The Hurricane Katrina disaster in the Gulf Coast region nearly a year ago was the impetus for the St. Louis Area Regional Response System to build the new network, said IBM Public Sector Executive Jane Harbron. Her company partnered with EMSystem of Milwaukee to win the contract. The regional organization is using $2.1 million in federal homeland security funds to pay for the project, she added.
The network has gone live for daily use in the city of St. Louis, and four nearby counties in Missouri and Illinois are using it for large-scale incidents. Three other counties will have access to it for large-scale incidents by the end of October, Harbron said. She added that two suburban counties are considering whether to use the system on a daily basis.
Emergency medical workers chose devices from Symbol Technologies and helped design the pull-down menus, which minimize the need to type or use a stylus.

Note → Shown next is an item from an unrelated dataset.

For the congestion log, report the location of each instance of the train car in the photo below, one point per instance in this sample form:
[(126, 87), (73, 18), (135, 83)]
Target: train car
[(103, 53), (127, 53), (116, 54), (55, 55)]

Harbron said the terminals can also scan the bar code information on the backs of Missouri driver's licenses.
EMSystem hosts the application, receiving information from ambulance workers and forwarding it to the hospital where a patient is headed. Another application tracks hospital bed availability across Missouri and meshes with the ambulance activity.
Harbron said the system would decrease response times and speed patient treatment while reducing the amount of paperwork required of emergency medical workers. The system automatically generates the daily activity logs paramedics typically complete at the end of each shift.
Boston, New York and Washington, D.C., are installing similar systems, Harbron said.